The tent held up well to strong winds and rain.  On a recent trip in the Sierra with warm monsoonal rains and very little breeze, I experienced a fair amount of condensation.  But the advantage of the cuben fiber is that it doesn't absorb water like silnylon so it dries off faster after a storm.

Since the Hexamid is essentially a tarp with an insect netting option, it comes with the advantages and disadvantages of a tarp shelter.

Enlightened Equipment Enigma Quilt (2014)

Enlightened Equipment Enigma Quilt, bottomside up

The Enigma is a down quilt, essentially a specialized lightweight blanket.  The bottom footbox section, in which your feet go in, is similar to a sleeping bag but from the waist up, it is more like a blanket since it has no back nor zippers.  You sleep directly on top of your pad.  Two straps keep the quilt tucked in under you.

Enlightened Equipment provides many different customization choices of colors, fabrics, temperature ratings, lengths, and widths.  My specs were 750 duck down, 20F, regular width and regular length with Ultralight Phantom 10D nylon inside and out .  Total cost and weight was $235 and 20.25oz.  The Enigma quilts have since been updated and come with 800 fill-power down instead of 750 at a slightly higher cost.  Other options are also available.

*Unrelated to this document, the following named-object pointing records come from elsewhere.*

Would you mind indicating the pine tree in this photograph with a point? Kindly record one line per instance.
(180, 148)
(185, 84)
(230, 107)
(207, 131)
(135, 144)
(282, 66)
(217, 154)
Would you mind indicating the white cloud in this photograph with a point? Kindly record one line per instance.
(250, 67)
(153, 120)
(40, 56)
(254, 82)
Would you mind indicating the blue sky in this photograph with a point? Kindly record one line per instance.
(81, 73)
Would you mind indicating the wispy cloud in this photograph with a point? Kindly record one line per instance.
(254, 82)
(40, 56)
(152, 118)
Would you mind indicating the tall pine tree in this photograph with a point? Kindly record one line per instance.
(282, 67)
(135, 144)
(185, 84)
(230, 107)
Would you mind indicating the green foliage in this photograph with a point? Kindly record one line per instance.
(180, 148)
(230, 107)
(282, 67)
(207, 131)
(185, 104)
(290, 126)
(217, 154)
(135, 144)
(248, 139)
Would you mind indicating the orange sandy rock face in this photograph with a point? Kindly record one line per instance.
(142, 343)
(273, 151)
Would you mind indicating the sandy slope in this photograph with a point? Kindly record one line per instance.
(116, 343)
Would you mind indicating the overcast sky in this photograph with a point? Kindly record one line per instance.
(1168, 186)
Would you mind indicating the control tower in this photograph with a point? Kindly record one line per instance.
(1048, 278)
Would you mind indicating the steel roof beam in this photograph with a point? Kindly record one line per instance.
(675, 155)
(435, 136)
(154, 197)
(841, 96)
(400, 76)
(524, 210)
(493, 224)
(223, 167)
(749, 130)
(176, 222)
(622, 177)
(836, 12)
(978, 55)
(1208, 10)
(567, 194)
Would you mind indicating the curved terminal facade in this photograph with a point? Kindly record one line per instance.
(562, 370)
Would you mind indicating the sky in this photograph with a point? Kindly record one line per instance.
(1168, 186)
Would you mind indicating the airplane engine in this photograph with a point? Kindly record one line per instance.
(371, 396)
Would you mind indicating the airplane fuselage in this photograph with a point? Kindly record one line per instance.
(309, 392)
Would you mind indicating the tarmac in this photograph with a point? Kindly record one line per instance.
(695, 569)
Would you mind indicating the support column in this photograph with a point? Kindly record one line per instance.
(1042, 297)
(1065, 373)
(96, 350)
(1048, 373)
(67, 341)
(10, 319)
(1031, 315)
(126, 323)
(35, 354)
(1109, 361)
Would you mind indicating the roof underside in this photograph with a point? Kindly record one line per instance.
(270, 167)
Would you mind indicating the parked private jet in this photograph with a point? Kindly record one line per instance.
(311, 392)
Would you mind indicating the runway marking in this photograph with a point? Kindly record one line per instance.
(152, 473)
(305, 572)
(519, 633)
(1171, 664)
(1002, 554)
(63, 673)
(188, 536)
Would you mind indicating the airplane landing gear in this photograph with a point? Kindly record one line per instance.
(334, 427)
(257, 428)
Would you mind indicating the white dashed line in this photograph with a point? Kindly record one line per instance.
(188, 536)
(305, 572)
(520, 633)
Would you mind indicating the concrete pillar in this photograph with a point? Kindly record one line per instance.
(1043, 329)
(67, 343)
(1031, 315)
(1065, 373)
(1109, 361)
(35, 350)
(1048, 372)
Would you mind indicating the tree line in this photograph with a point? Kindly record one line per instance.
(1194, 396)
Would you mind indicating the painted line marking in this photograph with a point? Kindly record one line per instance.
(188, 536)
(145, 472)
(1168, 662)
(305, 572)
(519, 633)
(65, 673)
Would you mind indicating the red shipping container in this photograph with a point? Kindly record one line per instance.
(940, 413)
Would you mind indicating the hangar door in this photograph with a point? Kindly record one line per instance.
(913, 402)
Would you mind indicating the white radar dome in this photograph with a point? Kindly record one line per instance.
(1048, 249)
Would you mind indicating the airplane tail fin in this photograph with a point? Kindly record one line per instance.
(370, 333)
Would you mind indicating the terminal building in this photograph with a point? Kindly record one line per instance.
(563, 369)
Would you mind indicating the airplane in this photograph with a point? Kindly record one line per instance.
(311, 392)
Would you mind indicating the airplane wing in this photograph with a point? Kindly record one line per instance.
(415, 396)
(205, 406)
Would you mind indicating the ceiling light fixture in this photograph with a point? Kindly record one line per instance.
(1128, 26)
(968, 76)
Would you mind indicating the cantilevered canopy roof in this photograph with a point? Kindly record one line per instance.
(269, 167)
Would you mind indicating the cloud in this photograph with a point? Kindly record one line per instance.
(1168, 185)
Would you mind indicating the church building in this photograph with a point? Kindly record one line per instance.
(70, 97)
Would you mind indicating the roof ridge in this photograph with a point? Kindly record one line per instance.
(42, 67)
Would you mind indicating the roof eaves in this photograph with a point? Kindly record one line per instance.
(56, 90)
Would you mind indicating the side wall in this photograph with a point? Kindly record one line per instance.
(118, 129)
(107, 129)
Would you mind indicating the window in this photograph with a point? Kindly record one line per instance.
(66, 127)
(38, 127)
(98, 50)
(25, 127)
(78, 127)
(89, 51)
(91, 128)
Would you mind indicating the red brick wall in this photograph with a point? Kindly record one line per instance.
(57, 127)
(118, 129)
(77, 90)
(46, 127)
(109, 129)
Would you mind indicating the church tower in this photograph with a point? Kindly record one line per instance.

It is difficult to compare the warmth of this bag to my previous TNF 20F Blue Kazoo since I had also switched to a draftier shelter at the same time.  In retrospect, I should have ordered a quilt with a higher temperature rating to go with my drafty ZPacks Hexamid tent.  But paired with my Thermarest Prolite4 pad and wearing an extra layer on cooler nights, I have been comfortable in my quilt.  Since the quilt does not have a hood, I also sleep with a fleece balaclava on an Exped air pillow on cold nights.  Aside from the reduced weight, I also like being able to fold the top down on warm evenings.  This is always awkward with a sleeping bag that only unzips on one side.  I recently used this quilt with a NeoAir XTherm and have been quite warm.